Assessing Model-free Anomaly Detection in Industrial Control Systems Against Generic Concealment Attacks.

In recent years, a number of model-free process-based anomaly detection schemes for Industrial Control Systems (ICS) were proposed. Model-free anomaly detectors are trained directly from process data and do not require process knowledge. They are validated based on a set of public data with limited attacks present. As result, the resilience of those schemes against general concealment attacks is unclear. In addition, no structured discussion on the properties verified by the detectors exists. In this work, we provide the first systematic analysis of such anomaly detection schemes, focusing on six model-free process-based anomaly detectors. We hypothesize that the detectors verify a combination of temporal, spatial, and statistical consistencies. To test this, we systematically analyse their resilience against generic concealment attacks.
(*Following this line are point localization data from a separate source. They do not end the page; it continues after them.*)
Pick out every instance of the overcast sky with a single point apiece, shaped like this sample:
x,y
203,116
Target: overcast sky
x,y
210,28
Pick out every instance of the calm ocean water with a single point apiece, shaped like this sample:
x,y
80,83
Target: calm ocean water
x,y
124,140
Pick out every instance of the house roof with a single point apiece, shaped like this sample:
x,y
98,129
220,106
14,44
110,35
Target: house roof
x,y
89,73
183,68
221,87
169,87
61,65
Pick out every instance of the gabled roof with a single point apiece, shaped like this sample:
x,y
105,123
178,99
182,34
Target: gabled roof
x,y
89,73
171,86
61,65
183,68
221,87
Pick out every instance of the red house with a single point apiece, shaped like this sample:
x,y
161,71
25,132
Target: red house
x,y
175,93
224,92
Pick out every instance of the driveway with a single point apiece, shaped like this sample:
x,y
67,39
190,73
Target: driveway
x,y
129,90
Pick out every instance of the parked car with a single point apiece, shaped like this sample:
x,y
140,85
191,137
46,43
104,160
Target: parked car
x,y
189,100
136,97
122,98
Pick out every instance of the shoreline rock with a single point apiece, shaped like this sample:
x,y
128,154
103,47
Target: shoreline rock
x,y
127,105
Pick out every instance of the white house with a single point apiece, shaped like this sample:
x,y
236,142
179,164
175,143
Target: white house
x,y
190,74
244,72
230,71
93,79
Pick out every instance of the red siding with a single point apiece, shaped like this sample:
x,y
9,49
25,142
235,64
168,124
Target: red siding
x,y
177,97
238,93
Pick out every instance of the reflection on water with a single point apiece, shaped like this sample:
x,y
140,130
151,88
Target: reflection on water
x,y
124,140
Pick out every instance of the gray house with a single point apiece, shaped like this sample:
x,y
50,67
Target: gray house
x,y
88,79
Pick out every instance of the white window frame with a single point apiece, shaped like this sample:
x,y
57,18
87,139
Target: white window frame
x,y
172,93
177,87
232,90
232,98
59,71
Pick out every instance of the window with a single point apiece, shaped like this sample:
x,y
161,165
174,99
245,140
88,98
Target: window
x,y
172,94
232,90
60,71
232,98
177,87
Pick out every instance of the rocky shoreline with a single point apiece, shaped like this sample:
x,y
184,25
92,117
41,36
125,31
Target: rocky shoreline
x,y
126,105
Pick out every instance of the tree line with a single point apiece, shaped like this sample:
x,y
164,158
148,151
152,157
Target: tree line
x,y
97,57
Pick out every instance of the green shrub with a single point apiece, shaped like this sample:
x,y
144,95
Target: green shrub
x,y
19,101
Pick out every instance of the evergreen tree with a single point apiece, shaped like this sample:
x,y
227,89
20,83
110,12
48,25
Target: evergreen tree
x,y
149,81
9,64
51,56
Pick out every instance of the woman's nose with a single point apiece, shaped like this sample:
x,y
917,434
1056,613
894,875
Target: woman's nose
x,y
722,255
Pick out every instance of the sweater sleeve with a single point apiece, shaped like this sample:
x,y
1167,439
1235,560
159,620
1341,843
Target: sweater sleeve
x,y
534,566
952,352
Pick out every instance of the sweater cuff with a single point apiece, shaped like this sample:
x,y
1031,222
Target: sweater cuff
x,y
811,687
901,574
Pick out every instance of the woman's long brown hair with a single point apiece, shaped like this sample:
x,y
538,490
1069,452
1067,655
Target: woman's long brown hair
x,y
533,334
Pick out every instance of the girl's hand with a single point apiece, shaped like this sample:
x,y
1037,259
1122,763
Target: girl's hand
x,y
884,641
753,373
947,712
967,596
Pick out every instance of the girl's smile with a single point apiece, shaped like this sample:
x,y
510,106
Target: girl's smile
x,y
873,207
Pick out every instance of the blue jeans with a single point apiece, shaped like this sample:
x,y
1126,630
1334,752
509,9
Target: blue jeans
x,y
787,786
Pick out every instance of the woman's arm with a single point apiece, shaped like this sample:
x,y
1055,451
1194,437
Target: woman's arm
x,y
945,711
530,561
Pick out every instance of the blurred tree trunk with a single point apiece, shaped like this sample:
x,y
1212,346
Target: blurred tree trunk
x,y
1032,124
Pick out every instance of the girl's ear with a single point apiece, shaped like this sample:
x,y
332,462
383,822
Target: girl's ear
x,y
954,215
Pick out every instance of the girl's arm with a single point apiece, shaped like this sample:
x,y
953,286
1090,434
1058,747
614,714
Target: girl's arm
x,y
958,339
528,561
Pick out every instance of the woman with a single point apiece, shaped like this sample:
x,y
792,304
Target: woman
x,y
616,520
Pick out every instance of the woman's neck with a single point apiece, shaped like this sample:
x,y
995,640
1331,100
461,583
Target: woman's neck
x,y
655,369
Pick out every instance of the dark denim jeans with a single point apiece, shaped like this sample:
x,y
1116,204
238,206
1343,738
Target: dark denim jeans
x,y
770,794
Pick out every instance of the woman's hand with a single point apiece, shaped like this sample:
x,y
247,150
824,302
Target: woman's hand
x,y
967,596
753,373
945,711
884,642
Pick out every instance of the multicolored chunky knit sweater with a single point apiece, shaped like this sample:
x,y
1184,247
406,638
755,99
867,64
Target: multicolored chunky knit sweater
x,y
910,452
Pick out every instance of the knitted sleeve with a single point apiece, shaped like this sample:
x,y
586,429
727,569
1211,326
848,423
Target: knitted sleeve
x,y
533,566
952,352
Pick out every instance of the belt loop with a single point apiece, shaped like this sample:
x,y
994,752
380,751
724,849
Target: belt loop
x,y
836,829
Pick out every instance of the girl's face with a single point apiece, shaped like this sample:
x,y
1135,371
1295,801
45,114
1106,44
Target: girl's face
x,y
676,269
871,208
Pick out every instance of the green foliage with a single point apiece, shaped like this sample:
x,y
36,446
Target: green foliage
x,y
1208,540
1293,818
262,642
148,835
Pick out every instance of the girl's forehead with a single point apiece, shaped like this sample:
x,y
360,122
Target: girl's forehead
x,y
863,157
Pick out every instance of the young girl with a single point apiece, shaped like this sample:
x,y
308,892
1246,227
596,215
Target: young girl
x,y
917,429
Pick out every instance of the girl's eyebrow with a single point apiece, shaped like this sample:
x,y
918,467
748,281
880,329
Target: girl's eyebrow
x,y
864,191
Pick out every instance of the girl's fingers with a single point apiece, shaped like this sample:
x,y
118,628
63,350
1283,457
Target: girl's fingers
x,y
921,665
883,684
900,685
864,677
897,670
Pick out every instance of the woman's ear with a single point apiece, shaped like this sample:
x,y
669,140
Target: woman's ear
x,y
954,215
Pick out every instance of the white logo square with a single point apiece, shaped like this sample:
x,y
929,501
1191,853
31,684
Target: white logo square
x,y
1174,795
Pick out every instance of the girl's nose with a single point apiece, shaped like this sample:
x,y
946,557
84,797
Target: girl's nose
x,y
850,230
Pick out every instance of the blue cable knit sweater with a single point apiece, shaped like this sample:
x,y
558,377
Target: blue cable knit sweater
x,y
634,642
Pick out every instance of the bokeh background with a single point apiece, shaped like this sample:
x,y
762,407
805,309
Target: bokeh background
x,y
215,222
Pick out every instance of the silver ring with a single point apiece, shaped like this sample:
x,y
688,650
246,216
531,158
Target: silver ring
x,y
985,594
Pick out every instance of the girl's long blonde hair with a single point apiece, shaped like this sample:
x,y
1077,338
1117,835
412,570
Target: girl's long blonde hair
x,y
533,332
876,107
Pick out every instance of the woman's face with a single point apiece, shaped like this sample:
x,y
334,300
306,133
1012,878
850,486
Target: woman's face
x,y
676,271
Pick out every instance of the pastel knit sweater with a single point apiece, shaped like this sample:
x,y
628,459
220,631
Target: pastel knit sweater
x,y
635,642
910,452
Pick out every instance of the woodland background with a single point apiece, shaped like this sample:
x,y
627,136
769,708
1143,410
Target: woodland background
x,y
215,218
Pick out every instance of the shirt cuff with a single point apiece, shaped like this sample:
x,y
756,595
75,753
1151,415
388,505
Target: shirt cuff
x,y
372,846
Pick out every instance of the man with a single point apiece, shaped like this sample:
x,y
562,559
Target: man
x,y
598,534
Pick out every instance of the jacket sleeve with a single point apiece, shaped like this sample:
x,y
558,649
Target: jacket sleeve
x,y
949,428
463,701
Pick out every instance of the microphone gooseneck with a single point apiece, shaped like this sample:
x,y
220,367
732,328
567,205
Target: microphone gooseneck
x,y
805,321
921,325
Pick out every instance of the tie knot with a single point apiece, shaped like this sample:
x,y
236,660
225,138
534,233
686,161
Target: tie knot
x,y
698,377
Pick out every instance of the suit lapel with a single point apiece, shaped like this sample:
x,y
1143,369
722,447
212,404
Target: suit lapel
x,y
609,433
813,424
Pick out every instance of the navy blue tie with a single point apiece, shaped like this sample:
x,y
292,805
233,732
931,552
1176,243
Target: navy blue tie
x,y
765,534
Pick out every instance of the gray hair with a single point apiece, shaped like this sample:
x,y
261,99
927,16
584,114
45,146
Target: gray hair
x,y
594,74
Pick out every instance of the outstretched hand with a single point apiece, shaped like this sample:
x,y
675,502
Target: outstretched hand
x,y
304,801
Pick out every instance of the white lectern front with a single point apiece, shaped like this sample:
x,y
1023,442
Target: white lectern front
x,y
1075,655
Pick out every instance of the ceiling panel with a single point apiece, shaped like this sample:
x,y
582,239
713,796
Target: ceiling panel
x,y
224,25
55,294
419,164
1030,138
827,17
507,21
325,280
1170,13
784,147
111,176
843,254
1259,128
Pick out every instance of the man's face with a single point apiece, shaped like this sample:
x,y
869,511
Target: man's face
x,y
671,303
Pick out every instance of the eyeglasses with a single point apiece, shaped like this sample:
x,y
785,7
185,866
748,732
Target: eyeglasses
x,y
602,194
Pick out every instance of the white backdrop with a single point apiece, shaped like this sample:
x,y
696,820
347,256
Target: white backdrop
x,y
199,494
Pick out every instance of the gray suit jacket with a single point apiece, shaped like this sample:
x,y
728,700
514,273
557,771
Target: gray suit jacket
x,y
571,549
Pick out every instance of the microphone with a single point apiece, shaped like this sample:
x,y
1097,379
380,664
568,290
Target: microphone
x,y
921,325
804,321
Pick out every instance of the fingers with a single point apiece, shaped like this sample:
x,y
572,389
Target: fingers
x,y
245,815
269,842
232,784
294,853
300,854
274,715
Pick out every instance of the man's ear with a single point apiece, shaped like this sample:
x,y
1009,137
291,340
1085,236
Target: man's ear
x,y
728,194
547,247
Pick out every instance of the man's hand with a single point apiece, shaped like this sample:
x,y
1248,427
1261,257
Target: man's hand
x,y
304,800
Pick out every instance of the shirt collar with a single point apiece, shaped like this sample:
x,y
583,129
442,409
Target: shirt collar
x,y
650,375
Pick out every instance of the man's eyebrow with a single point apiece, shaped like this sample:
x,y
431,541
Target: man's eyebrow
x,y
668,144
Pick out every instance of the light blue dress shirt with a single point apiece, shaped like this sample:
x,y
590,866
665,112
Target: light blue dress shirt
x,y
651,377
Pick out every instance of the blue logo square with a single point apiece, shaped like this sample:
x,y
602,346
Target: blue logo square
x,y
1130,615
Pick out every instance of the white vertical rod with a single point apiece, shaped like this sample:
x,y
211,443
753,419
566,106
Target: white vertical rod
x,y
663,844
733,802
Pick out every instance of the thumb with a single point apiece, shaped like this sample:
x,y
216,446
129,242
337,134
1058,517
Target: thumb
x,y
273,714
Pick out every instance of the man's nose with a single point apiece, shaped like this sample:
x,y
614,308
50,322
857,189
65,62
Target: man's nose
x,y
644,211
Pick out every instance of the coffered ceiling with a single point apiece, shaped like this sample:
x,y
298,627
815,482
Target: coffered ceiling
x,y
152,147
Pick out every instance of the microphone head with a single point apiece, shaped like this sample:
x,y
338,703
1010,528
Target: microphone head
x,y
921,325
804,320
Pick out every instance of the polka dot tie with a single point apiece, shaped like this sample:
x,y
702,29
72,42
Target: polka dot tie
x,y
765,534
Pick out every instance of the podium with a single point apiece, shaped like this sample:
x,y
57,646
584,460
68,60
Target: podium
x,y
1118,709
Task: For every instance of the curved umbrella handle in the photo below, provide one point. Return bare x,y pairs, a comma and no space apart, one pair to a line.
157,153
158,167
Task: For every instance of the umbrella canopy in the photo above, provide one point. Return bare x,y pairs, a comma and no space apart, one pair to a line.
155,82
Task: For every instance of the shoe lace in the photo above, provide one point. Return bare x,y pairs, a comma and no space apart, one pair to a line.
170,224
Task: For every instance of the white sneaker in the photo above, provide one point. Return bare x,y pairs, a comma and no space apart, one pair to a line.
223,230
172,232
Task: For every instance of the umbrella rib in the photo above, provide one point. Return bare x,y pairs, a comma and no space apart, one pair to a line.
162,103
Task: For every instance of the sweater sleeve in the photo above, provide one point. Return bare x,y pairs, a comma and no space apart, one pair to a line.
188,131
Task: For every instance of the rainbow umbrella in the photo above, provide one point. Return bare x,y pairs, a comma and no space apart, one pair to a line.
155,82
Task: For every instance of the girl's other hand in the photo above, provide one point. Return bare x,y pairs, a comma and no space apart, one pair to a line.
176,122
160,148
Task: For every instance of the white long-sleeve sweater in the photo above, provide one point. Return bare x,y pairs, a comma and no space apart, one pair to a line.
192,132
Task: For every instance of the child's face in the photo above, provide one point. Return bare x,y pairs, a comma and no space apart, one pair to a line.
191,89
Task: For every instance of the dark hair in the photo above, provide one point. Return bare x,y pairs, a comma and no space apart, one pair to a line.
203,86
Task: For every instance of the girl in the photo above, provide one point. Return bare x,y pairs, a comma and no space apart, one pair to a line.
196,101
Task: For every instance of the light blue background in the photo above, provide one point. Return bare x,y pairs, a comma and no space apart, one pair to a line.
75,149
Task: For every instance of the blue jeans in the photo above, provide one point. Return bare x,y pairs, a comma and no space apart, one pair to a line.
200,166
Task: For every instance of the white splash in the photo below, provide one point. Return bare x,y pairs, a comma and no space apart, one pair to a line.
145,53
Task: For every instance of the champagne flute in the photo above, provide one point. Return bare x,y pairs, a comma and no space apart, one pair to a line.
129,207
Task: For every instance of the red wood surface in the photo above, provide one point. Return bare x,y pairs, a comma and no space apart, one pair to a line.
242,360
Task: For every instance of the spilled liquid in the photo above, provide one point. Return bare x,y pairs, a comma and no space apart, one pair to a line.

Our generic concealment attacks are designed to violate a specific consistency verified by the detector, and require no knowledge of the attacked physical process or the detector. In addition, we compare against prior work attacks that were designed to attack neural network-based detectors. Our results demonstrate that the evaluated model-free detectors are in general susceptible to generic concealment attacks. For each evaluated detector, at least one of our generic concealment attacks performs better than prior work attacks. In particular, the results allow us to show which specific consistencies are verified by each detector. We also find that prior work attacks that target neural-network architectures transfer surprisingly well against other architectures.